(1620 - 1685)
'The Ingenious Gentleman Architect'
Roger Pratt was born near Downham, Norfolk to a family of country gentleman. His father, Gregory Pratt, was a lawyer by profession, and brother to Francis Pratt, the owner of Ryston Hall.
Not much is known about Roger Pratt's early life, only that he matriculated at Magdalen College, Oxford on May 12th, 1637 and he entered the Inner Temple in 1639. His father died in 1640, leaving him with an inheritance and income, allowing him to leave for a six-year tour of the continent in 1643, conveniently missing out on the English Civil War. In January 1645 he matriculated at Padua, and it was also known that he was living with John Evelyn in Rome at about this time. His notebooks show that architecture was a major interest, and although he resumed his work at the Inner Temple in 1649, he had no desire to continue his legal studies.

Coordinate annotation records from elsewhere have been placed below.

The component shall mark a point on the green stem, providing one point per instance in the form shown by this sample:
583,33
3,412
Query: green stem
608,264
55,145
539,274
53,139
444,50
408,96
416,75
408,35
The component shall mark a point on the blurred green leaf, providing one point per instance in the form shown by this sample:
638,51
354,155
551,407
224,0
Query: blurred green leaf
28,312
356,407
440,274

His public architectural career begins at this point, and ends when he gains a knighthood and retires, only building for himself. He becomes one of the leading arbiters of architectural taste in Restoration England, introducing and establishing the astylar 'double-pile' house style, which became the norm during the reign of Queen Anne. The first house constructed in this style was Coleshill House, Berkshire, for his cousin Sir George Pratt (Begun post 1649, completed by 1662). Coleshill may be his first house design, but through it he communicates all his ideas about how houses for country gentry should be designed. It is an astonishing first example for an architect, and all the rest of his houses only elaborate on the pattern set. It is possible, though dubious, that Inigo Jones advised on the construction of this house, Pratt's line being that Jones only 'consulted about the ceilings'. Pratt was also a consultant on the rebuilding of St Paul's Cathedral and the redesign of the City of London after the Great Fire of 1666. His services to the Crown and City were rewarded in 1668 with a knighthood, with which he married Anne Monins, built himself a house at Ryston, and retired from architectural work, spending the rest of his life living as a country gentleman. He died on the 20 February 1685, and is buried in the churchyard of the parish church.
Pratt's career is odd in architectural terms because he only designed for friends, and even then a very limited number of buildings. His work contains the earliest and finest examples of Dutch-influenced English astylar classicism. This may sound rather dry, but Sir Roger Pratt was the first to introduce a standard pattern for country house design, a pattern which still carries through today.